J’ai entendu dire que vous souhaitiez que chaque enfant soit exposé au design avant l’âge de 12 ans. Comment se fait-il ?
L’ambition est de permettre à chaque enfant d’avoir une certaine expérience du design avant l’âge de 12 ans et la possibilité de l’étudier au lycée s’il le souhaite. Cela se produit dans d’autres pays, mais, pour le moment, le design n’est inclus que dans les écoles spécialisées aux États-Unis. Le design constitue un excellent pont entre les sciences et les arts, les designers développant les deux talents.
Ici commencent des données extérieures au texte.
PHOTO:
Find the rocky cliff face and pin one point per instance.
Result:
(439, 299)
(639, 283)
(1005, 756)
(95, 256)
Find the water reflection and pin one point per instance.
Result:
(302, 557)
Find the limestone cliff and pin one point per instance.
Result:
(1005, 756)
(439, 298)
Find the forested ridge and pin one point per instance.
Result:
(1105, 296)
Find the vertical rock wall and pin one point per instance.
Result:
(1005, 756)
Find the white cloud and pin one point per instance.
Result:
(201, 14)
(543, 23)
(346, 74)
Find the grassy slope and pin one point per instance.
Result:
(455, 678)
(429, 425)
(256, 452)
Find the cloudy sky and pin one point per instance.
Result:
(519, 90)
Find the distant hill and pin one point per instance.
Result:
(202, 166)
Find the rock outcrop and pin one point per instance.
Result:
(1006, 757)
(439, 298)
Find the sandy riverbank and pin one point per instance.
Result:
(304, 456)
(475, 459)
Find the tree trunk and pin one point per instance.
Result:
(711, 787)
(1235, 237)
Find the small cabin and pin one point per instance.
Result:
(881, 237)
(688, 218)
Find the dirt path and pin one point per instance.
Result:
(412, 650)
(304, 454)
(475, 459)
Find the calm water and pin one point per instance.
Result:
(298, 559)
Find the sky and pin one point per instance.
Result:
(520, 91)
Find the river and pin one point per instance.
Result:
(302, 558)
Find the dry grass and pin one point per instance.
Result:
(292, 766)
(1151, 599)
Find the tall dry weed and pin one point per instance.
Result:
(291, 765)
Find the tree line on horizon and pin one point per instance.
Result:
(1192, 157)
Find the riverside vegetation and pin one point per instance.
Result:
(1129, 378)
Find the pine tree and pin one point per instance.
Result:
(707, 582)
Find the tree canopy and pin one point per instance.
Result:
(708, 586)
Ils veulent résoudre les problèmes, mais ils veulent le faire d’une manière qui inclut l’esthétique et les valeurs subjectives inhérentes aux arts. Le design est un outil très puissant qui permet aux jeunes de comprendre qu’ils peuvent apprendre en faisant ainsi qu’en écoutant et en essayant de se souvenir.
Vous avez dit un jour dans une interview que vous aviez appris à vos dépens à accepter l’échec comme un chemin plus rapide vers le succès.
La volonté d’accepter l’échec devrait faire partie du processus de conception, même si certaines équipes de conception ont du mal à s’y habituer. Beaucoup de gens diront : « Attendons que le prototype soit parfait avant de le montrer à qui que ce soit. » La meilleure façon d’obtenir un résultat est de prendre le plus gros risque le plus tôt possible, de faire une erreur et de recommencer une deuxième ou une troisième fois. Vous le montrez aux gens et l’essayez, vous le laissez échouer et vous avancez beaucoup plus rapidement.